Funny. My wife and I had zero issues getting them same-day. They just reactivated the card we had from last time we got SNAP ~5 years ago after I was laid off. Given that our rent is almost as much as my wife’s gross income, they expedited it.
That said, I had an issue with unemployment in a different state who looked at my address and decided to retroactively deny my claim and bill me over six grand despite the fact that every penny of wages I earned during the period they based my benefit amount on was there (the state where I had the claim) rather than in my state of residence.
@josie At least we have such a system in order to make an attempt at complying with internationally accepted standards of human rights. And by “we” I mean the states that don’t fight DC every step of the way on everything.
But, through no fault of her own, she owed them so they denied her @jerv.
@Dutchess III. Now that’s the sort of crap that restricts me from owning a gun. “We overpaid you. “You have no job, but take $600 from your purse and pay us. The kids won’t notice if they aren’t fed”
I know. Hence the question @stanleybmanly. I heard back from my friend. Her response was: “I’m sorry to hear this Val..but DCF sends the overissuanxe notice the client has the option to pay in full or have 10% taken out each month.”
The “problem” was she hasn’t received food stamps for about a year because she’s been working, so they couldn’t extract 10% of anything. So, because she was working and not receiving benefits, she’s screwed. Another example as to why it’s so fecking hard to get out of the system.
It really is embarrassingly shortsighted and thoughtless. It’s one of those stories that shame the shit out of whoever is responsible for the decision.
It’s just a big, old, government mill. It don’t mean nothin’.
I think there is a loop hole in the system that makes it seem very unfair. If I’m a single mom with two kids on welfare, it is very hard to survive just living on what I receive from the government. If I get a boyfriend and he moves in with me, I have someone to pay half the rent and half the utilities and to help with groceries and I have an easier time, but my welfare is not reduced.

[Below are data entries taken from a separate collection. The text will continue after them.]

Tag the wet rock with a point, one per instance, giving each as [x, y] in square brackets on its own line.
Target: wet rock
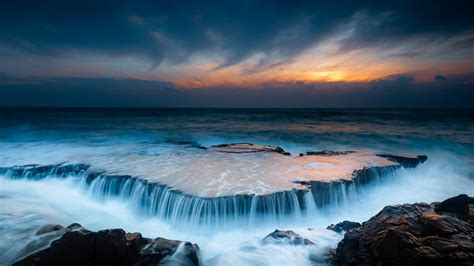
[186, 144]
[79, 246]
[326, 153]
[459, 205]
[37, 172]
[407, 162]
[411, 234]
[286, 237]
[343, 226]
[248, 148]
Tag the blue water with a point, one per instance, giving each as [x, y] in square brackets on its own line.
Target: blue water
[106, 136]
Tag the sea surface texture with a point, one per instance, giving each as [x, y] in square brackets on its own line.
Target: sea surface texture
[162, 172]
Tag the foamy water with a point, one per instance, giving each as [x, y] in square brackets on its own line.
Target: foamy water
[41, 139]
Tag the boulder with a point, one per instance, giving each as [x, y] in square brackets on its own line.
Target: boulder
[286, 237]
[460, 205]
[79, 246]
[412, 234]
[344, 226]
[405, 161]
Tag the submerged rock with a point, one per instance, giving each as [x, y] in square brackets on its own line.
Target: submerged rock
[248, 148]
[405, 161]
[286, 237]
[413, 234]
[79, 246]
[343, 226]
[186, 143]
[326, 153]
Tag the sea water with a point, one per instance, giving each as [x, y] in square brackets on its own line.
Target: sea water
[164, 143]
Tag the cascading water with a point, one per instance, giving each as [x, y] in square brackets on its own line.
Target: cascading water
[126, 156]
[158, 200]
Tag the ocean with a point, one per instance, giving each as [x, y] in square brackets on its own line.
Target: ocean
[170, 147]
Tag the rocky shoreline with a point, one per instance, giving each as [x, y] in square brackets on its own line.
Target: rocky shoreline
[79, 246]
[440, 233]
[413, 234]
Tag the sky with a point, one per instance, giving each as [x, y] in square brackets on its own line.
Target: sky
[237, 53]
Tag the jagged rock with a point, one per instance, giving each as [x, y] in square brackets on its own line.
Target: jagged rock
[407, 162]
[460, 205]
[286, 237]
[79, 246]
[343, 226]
[326, 153]
[411, 234]
[248, 148]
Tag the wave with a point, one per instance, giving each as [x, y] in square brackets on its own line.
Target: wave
[168, 204]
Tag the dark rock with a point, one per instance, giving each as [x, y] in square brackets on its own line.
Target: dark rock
[79, 246]
[458, 205]
[186, 143]
[326, 153]
[248, 148]
[286, 237]
[411, 234]
[407, 162]
[343, 226]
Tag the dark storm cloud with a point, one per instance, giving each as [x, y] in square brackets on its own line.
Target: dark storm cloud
[173, 30]
[393, 91]
[440, 77]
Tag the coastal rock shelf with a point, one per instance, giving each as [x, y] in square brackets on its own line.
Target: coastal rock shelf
[413, 234]
[312, 182]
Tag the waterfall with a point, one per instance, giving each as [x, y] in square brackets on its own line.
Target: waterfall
[155, 199]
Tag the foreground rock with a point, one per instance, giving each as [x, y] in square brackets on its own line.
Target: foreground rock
[286, 237]
[413, 234]
[344, 226]
[248, 148]
[79, 246]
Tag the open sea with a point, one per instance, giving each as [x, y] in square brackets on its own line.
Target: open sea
[167, 146]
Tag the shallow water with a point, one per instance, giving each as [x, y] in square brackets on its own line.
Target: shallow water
[105, 138]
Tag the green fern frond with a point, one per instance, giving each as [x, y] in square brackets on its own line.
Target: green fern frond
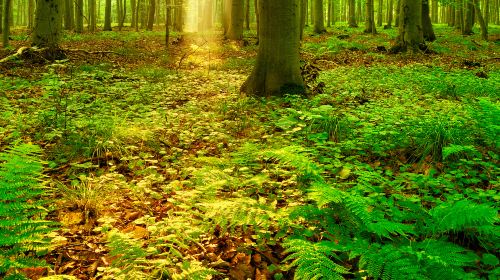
[22, 231]
[232, 213]
[461, 215]
[313, 260]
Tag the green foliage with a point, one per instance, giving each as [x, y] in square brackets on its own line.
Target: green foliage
[313, 260]
[23, 229]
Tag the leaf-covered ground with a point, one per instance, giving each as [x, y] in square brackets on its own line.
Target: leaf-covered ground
[160, 168]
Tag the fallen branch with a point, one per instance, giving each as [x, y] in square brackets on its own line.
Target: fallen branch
[90, 52]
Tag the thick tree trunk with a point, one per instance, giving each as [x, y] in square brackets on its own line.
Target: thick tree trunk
[277, 69]
[47, 25]
[480, 19]
[236, 19]
[352, 14]
[319, 18]
[428, 31]
[107, 16]
[151, 15]
[410, 26]
[370, 18]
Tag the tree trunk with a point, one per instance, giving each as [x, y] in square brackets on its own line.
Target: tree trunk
[319, 18]
[410, 26]
[380, 15]
[168, 21]
[398, 13]
[47, 25]
[235, 30]
[151, 15]
[370, 18]
[469, 18]
[277, 69]
[6, 22]
[428, 31]
[352, 14]
[107, 16]
[303, 17]
[79, 16]
[247, 14]
[133, 7]
[390, 14]
[480, 19]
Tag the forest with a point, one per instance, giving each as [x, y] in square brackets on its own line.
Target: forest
[249, 139]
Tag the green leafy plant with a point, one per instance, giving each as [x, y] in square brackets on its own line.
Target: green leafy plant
[23, 229]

Similarly, there are people who have help from family and if you are looking at those people and what they have, you would say that they are living pretty well for being on welfare.

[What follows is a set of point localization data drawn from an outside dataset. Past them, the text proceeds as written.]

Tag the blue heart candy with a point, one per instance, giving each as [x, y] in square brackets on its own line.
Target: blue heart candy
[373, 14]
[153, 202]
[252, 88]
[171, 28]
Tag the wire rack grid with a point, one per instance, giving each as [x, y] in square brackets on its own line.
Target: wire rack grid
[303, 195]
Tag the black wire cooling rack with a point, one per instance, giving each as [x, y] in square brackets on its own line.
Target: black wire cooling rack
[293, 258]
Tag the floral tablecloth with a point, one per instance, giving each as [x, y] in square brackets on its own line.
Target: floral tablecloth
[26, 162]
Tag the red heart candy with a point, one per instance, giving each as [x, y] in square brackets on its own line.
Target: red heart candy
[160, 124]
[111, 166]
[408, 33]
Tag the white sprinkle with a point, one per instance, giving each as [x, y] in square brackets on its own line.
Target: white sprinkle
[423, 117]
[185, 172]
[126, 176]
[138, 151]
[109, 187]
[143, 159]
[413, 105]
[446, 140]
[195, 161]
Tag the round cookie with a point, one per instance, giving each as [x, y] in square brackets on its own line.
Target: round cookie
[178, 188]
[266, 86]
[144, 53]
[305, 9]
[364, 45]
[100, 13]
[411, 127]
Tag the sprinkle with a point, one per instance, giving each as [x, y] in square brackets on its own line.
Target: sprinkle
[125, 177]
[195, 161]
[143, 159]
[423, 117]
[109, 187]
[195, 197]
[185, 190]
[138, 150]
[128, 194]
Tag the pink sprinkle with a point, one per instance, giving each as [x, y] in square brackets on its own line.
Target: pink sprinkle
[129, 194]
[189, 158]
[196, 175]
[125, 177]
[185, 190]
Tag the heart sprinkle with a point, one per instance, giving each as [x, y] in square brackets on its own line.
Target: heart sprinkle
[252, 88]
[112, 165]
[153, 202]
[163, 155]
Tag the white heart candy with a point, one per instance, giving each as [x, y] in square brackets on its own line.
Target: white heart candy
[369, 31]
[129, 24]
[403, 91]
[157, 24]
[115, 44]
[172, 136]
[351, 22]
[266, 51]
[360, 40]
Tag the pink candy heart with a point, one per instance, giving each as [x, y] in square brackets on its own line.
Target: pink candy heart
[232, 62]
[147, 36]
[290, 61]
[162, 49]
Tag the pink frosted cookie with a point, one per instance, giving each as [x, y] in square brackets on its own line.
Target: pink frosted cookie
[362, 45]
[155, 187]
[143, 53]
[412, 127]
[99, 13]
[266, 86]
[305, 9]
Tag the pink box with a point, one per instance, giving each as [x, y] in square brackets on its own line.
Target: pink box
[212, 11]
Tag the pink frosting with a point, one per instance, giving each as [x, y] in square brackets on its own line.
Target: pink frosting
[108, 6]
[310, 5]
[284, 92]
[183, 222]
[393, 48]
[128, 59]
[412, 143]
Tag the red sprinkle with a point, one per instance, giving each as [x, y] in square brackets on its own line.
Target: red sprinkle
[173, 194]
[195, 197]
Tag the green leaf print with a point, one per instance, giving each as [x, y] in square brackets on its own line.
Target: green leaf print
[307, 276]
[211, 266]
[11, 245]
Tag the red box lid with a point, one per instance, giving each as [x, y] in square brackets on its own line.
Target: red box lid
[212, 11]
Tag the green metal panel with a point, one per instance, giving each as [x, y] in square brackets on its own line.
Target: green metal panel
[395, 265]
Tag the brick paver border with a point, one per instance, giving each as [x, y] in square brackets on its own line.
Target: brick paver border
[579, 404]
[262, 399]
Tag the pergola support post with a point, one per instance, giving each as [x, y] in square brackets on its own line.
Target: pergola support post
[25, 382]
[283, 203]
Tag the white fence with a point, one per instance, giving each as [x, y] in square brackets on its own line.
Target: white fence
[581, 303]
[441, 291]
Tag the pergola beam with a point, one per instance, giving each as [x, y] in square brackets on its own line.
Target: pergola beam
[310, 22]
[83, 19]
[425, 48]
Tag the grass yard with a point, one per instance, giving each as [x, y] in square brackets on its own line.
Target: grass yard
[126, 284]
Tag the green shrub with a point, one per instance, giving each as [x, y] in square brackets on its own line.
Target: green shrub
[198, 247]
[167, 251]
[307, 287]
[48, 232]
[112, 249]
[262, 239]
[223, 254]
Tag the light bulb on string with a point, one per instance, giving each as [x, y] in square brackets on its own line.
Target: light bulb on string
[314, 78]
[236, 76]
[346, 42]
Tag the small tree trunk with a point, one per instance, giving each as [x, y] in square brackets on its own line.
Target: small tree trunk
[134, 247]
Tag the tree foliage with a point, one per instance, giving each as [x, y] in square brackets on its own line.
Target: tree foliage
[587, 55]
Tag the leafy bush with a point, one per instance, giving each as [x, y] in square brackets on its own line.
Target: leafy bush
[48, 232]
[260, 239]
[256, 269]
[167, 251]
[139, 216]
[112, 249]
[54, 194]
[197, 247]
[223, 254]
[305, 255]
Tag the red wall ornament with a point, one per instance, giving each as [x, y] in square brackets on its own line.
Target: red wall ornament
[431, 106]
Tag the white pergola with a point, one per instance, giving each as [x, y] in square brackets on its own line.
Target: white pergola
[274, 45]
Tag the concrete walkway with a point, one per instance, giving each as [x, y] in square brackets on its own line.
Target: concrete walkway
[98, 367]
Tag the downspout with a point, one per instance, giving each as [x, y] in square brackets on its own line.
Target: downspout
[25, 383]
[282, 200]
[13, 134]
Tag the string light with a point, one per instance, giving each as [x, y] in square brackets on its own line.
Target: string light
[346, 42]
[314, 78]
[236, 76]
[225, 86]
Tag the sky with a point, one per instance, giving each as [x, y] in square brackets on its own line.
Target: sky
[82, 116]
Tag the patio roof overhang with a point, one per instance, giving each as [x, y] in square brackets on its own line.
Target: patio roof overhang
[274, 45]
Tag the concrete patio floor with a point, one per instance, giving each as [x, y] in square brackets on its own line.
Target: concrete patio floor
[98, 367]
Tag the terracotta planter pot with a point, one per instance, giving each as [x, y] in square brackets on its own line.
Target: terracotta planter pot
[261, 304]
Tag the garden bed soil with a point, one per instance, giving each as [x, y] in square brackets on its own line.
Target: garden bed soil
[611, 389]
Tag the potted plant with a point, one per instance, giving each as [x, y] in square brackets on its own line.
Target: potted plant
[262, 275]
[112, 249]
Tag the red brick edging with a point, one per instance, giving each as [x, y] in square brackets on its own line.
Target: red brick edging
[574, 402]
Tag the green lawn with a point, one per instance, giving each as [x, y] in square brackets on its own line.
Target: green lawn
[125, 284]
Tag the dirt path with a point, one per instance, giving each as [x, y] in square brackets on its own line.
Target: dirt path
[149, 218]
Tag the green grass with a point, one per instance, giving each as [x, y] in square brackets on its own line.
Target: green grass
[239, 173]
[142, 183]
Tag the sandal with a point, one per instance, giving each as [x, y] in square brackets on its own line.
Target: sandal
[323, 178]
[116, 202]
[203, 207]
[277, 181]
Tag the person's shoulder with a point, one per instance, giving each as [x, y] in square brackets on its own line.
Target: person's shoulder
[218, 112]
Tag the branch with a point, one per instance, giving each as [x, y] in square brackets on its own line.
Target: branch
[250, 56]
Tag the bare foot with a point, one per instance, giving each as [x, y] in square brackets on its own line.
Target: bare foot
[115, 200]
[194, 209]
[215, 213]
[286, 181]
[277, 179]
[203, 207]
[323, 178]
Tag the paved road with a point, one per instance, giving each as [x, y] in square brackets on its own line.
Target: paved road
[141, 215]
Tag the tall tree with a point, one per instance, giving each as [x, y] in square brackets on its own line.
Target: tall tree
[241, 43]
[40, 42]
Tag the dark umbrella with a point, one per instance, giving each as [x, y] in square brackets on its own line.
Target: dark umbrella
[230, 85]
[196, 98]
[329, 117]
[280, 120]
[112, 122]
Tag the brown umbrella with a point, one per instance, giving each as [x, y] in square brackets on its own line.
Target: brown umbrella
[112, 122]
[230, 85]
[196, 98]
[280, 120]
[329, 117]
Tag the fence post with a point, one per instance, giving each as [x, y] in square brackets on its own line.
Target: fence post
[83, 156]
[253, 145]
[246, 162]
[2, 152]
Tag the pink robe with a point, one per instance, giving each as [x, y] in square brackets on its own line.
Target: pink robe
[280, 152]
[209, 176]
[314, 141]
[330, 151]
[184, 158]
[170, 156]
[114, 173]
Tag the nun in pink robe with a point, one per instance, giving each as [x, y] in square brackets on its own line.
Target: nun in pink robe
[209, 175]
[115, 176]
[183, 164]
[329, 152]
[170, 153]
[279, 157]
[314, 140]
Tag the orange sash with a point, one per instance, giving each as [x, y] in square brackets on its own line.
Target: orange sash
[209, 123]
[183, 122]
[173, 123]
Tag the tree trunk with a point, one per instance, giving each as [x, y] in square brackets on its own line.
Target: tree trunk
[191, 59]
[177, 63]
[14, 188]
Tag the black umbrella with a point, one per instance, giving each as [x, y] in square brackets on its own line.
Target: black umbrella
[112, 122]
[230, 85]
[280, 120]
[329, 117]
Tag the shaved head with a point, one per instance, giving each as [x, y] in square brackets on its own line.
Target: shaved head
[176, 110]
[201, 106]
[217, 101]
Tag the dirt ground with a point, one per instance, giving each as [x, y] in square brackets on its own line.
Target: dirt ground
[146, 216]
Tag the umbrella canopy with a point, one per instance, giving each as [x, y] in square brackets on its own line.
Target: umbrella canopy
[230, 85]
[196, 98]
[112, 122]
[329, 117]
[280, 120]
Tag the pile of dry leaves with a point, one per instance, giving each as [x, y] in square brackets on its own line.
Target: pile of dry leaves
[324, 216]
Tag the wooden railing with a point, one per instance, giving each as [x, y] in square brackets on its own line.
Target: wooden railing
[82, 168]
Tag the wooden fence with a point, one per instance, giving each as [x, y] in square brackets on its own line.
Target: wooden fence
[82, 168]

This has been a while ago, but I had an ex-boyfriend that got married and had his first baby. His wife went to the WIC office and said she was unmarried and not working and needed help. She was from South America and didn’t speak much English, so I’m sure the stereotype of a “poor immigrant” helped – she got on WIC even though they were not even close to qualifying for it.
You can be a non-citizen and still receive WIC.
I was once overpaid on food stamps and I was contacted about it. They ended up taking out a portion of what I owed spread out over six months out of my future payments.
@jonsblond Well, the problem is she’ll be working, beginning Tuesday, and so won’t be getting any future payments. Sigh. Just sucks. To me it would make more sense to approve her for $700, only give her $100, instead of denying her, and dogging her down the road for the $600 she won’t have!
@Gabby101 If you reported your live-in boyfriend’s income it would affect your welfare payments. They go by the household income.
@Gabby101: A live in boyfriend’s income definitely would reduce one’s public assistance payments.
Your married ex-boyfriend’s wife could have been busted for lying on the WIC application. I guess they didn’t investigate it.
They are so apathetic they’re easy to get over on, if one is so inclined, @jca.